EGTB generation

Codeman · Post by **Codeman** » Fri Oct 19, 2007 8:31 pm

Hallo!

The last couple of weeks I was getting interested into EGTBs and I would like to participate in their generation.

I was as well thinking about small things, which could still be improved:

A lot of space is still wasted by broken position, where stm is in check.
As far as I know Nalimov only removes positions, where the king is in check and no other piece can be put in between.

It should be possible to remove all these broken positions. My idea was it to, when indexing positions, first only number positions, where the sntm King cant be checked. And in a second part of the file deal with the remaining positions.

e.g.: KRK:
In the first part I have all positions, where the rook isn't on the same file or row as the other king. (leaving 7*7=49 fields) So the first part would be 49*161 Positions.
The second part would only look at positions, where the Rook is on the same file or row, but only with the own king in between.

This was easy for a 21 Endgame, but is as well possible for bigger endgames.
e.g.: KRBK:
First all positions, where either R or B could check the other King
Then all positions, where R could check the King (always with B, K or B & K inbetween)
Then all positions, where B could check the King (always with R, K or R & K inbetween)
Then all positions, where B and R check the King (in this case 0, because there are not enough pieces to block the 2 attacks)

----

Secondly I would put much more efforts into Bitbase developement. I can see quite a high potential there. So I would stress on even building 6-Piece BB or bigger. Here I have thought of some very efficient ways of compressing the files.

----

I am capable of coding in C++ and Assembler. Which I want to use to create some nice generator.

----

What do you think? Any comments/questions/etc. ?

Codeman

ath · Post by **ath** » Sat Oct 20, 2007 2:49 pm

>A lot of space is still wasted by broken position, where stm is in check.

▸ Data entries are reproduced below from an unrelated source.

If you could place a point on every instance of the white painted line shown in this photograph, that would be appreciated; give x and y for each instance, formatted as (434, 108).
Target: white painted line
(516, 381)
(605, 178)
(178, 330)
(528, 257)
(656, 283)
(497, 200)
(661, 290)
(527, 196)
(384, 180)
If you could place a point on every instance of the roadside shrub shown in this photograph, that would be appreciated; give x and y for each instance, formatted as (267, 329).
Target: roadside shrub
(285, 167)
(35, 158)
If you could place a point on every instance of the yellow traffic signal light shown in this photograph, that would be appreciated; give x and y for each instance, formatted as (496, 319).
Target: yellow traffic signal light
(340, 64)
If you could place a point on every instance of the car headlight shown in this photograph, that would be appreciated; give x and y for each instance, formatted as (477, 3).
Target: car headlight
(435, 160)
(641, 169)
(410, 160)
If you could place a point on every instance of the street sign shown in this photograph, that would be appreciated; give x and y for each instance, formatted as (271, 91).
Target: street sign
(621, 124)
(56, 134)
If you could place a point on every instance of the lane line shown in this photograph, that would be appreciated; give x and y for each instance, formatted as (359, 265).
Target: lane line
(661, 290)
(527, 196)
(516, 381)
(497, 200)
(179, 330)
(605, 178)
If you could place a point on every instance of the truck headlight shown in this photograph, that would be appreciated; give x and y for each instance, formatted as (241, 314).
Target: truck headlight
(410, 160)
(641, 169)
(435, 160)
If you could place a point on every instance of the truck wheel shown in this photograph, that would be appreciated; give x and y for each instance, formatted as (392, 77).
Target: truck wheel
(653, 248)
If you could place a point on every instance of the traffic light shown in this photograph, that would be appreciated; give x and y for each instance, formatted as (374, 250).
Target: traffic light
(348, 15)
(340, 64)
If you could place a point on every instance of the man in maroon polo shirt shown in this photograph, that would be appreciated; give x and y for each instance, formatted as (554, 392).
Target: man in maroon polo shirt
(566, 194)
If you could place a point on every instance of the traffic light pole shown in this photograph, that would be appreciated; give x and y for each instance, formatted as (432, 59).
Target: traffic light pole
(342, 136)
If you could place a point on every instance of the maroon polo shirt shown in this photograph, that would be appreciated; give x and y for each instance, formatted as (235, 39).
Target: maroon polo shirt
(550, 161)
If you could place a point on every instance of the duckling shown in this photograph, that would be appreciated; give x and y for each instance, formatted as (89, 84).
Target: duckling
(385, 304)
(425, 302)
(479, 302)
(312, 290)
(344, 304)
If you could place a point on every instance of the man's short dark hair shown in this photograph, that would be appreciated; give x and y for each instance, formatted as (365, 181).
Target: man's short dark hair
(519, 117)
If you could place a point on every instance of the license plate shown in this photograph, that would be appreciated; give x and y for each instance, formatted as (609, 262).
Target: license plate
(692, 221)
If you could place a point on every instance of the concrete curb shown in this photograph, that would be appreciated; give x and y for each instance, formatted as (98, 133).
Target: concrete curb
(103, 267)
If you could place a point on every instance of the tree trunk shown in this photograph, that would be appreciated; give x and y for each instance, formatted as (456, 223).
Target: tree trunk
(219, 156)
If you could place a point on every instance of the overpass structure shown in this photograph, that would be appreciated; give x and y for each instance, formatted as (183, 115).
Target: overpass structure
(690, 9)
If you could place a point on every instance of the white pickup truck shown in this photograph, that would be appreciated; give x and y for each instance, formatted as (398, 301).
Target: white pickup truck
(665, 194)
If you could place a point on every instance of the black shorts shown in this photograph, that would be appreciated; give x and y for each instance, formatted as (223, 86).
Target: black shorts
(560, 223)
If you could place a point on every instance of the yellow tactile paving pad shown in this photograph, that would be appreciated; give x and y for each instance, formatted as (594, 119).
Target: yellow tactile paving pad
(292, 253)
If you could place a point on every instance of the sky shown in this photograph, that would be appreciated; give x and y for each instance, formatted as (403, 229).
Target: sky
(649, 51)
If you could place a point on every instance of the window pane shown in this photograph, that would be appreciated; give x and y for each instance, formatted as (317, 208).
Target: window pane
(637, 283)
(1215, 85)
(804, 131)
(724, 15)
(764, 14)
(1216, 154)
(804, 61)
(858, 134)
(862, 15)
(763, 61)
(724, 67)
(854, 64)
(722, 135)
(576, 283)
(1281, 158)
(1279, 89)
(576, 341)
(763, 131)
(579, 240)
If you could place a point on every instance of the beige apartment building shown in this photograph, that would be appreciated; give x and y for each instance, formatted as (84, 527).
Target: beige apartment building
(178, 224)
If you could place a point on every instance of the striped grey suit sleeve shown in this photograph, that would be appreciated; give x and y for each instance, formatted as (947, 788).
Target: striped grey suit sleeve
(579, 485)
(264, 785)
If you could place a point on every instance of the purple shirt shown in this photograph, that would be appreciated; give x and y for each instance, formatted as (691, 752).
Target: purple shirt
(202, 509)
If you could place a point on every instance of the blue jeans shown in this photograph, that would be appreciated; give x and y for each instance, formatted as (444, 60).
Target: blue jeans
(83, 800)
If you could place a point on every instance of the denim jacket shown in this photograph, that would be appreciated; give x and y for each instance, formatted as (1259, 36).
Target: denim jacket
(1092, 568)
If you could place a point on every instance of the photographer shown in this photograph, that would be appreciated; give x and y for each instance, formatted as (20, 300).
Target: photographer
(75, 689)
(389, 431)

Is this important? Disk space is very cheap today. Add to that that irregular structures in code
tend to be expensive in the end: writing and debugging the structures used in the Edwards
databases was probably far less expensive that for the Nalimov tables, and could be done with
considerably higher degree of confidence that the result was correct. You don't want
any errors in these databases.

If space *is* expensive, compress. But the more 'useless' information you remove before compression
(a la Nalimov), the trickier it is going to be to do a good job later. I strongly suspect it is
better to keep the 'broken positions' (a la Edwards), and then use a compression scheme tailored
to that particular representation. A general purpose, single-pass, compression scheme will probably
not be up to the job. But a multi-pass scheme to build an initial dictionary, which is then used in
the final compression pass would probably do fairly well.

Bitbases ... well, it's a question of what audience you cater to. My interest is almost entirely
in endgame studies, and so bitbases do not really do the job I want.

Codeman · Post by **Codeman** » Sun Oct 21, 2007 7:21 am

Considering the last developments of EGTB generations and the space requirements:

(in MB)
3 0,063476563
4 30
5 16977,92
6 1048576
7 ?

You can see that the amount of space required is increasing exponecially
I looked at it using a logarithmic scale and I would estimate 7 piece endgames to take around 20 to 30 TB

So in my opinion space is all that matters in this subject. If we want to explore > 6 Endgames we have to be talking about introducing new means of optimisation.
My Idea doesn't do much in sence of a exponencial growth but I would still expect 25% compression for most endgames with Queens on STM

Your second point regarding bitbases:
I agree normal tbs are much more helpful in terms of studies, but as explained, there is a lack of space and so I see high potential for BBs. Probably in terms of space even 8 - 9 piece endgames would be possible. Maybe more, if compression is optimised (especially BBs are easier to compress than TBs)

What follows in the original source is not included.